Zenna setuju dengan ucapan Zero "aku sudah memiliki kandidat, tapi tidak tahu orangnya mau atau tidak, aku perlu menunggu besok saat tiba di sekolah"

"Baik nona"

Zenna meregangkan otot tangan dan punggungnya yang pegal karena telah lama duduk untuk menyelesaikan segala dokumen "terimakasih atas bantuanmu, kak. Sepertinya kita sudah bisa pulang sekarang"

Wilbert berdiri menatap Zenna yang tengah mengenakan blazer kerjanya, hendak pulang "anda pulanglah terlebih dahulu, saya masih tersisa sedikit pekerjaan tertinggal"

Zenna lantas mengangguk dan tersenyum "baiklah, hati-hati nanti pulangnya kak. Aku pamit" Zenna langsung pergi meninggalkan Wilbert yang kembali tenggelam dalam pekerjaannya.

Setibanya Zenna di lobby, terlihat Zergan sudah menunggunya dengan tampilan sederhana namun entah mengapa tetap terlihat luar biasa.

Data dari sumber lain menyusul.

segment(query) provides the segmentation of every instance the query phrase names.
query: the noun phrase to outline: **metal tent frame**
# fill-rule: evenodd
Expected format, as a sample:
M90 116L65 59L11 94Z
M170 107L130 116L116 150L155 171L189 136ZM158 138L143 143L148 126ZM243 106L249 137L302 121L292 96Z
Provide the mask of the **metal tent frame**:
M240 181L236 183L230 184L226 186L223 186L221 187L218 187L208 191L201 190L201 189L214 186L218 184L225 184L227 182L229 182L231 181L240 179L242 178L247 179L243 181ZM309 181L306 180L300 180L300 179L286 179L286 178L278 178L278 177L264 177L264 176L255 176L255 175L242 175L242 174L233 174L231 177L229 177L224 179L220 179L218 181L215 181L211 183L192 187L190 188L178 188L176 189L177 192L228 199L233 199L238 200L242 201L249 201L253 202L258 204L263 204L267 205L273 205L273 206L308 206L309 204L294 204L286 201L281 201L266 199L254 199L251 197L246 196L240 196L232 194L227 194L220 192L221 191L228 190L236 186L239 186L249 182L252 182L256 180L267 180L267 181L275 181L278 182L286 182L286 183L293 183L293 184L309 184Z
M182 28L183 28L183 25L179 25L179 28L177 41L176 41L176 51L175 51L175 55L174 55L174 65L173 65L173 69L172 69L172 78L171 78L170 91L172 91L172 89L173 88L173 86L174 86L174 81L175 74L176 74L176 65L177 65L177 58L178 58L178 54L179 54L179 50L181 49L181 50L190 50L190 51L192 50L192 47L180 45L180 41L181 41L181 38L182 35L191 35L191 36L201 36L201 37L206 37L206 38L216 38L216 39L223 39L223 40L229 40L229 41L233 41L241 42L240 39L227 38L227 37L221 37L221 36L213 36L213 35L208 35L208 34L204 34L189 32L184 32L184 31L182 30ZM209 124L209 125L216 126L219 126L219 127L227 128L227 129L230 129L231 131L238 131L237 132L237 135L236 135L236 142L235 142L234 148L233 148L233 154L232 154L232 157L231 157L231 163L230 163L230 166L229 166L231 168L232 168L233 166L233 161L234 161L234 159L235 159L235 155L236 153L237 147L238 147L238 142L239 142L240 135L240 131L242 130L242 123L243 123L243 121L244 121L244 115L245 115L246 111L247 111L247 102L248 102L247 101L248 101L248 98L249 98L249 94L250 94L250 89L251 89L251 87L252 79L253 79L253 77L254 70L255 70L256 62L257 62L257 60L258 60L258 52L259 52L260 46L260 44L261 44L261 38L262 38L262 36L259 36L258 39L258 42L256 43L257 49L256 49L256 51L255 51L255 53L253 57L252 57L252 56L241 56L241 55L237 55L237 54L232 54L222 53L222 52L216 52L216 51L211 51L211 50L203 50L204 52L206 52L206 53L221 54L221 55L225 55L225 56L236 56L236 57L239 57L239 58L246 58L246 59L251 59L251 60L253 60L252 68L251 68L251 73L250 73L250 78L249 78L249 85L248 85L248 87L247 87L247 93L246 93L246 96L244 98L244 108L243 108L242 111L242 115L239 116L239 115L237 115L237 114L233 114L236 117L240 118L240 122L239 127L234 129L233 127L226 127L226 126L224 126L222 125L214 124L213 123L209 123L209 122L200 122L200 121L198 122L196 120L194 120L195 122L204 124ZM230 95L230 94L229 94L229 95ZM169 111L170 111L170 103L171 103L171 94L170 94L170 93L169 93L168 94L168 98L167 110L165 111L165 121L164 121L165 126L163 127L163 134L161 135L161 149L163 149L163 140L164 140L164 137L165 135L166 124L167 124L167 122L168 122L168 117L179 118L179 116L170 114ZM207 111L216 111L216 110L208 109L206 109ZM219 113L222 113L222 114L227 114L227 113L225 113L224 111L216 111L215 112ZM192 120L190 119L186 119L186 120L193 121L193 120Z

Kaos V neck lengan pendek berwarna hitam, dipadukan dengan celana jeans hitam juga, membuat tampilannya menjadi memukau, terlebih otot yang tidak berlebihan, membuat Zergan tampak hmm sexy? Zenna menggelengkan kepalanya, mengenyahkan pikiran liarnya mendominasi.

"Kepalamu sakit?" Zergan menghampiri Zenna yang berjalan mendekat, namun saat sudah dekat, Zergan justru melihat Zenna menggeleng pelan.

Zenna terkejut mendapati Zergan yang entah sejak kapan berdiri di depannya "astaga! Jangan mengagetkanku, Egan"

Zergan terkekeh dan mengusak rambut Zenna, gemas "kamu aja yang melamun. Sudahlah, ayo pulang, tapi sebelum itu, kita dinner diluar terlebih dahulu"

Zenna mengangguk dan menautkan tangannya pada genggaman Zergan, membuat Zergan tersenyum karena Zenna sudah bisa lebih dulu inisiatif menyentuhnya.